Security & Trust
Why Security Has to Be the Foundation
AI agents that can take actions, querying databases, browsing the web, reading documents, calling services — are only as trustworthy as the tools they use. If a tool can be tampered with, over-permissioned, or swapped for a malicious alternative, the agent becomes a liability rather than an asset.
MPP treats security not as a feature layer to be added on top, but as the structural foundation of how tools exist and operate.
Verified Before It Runs
Every MPP package carries a cryptographic signature from its publisher. Before any tool is allowed to execute, the MPP runtime verifies:
- The package was created by the declared author and has not been modified since.
- The package's contents match their recorded fingerprint exactly.
- The publisher is recognised either previously approved or subject to a first-use confirmation flow.
If any check fails, execution is blocked. The user is informed. Nothing runs.
Isolated During Execution
Approved tools run inside a contained execution environment. This environment enforces hard boundaries: the tool cannot read host memory, access the filesystem outside approved paths, make network requests to undeclared destinations, or spawn additional processes.
Each tool invocation runs in its own clean environment. State from one run cannot affect another. Once execution completes, transient data is discarded.
Permission by Declaration
Every MPP tool must declare upfront exactly what it needs: which file paths it may read, which external services it may contact, which environment variables it requires. This declaration is part of the signed package, it cannot be changed after publication.
Users see these declarations before approving a tool. Hosts enforce them at runtime. The gap between what a tool claims and what it can actually do is closed by design.
Human-in-the-Loop Controls
Some tool operations are sensitive, deleting records, sending messages, making changes that are hard to reverse. MPP includes a security classification system that allows tool authors to flag these operations explicitly.
When a user or agent triggers a sensitive action, the host surfaces a confirmation step. The user retains decision authority. Automation cannot bypass this gate.
Privacy by Default
Tools that process or return data can declare automatic redaction rules. Personally identifiable information, names, email addresses, phone numbers, identification numbers — can be filtered from tool outputs before they ever reach the AI model.

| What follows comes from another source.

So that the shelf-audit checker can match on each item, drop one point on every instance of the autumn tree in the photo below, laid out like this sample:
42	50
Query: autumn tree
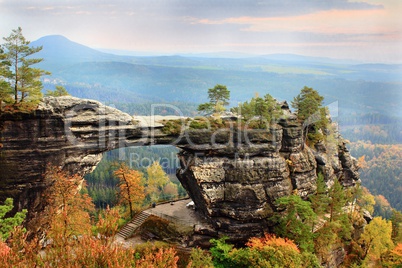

This means organisations can deploy data-processing tools without the risk that sensitive information leaks into model context or logs.
Persistent Storage, Safely Scoped
Tools that need to remember state between invocations, a cache, user preferences, run history — can use a scoped storage layer built into the protocol. This storage is:
- Isolated to the specific tool, no other tool can read it.
- Subject to size limits declared in the package.
- Cleared when the user uninstalls the tool.
The Trust Chain at a Glance
Author signs the package → Registry stores and serves it → Host verifies the signature → User approves permissions → Tool runs in isolation → Output is filtered → State is scoped.
Every step is enforced. No step can be skipped.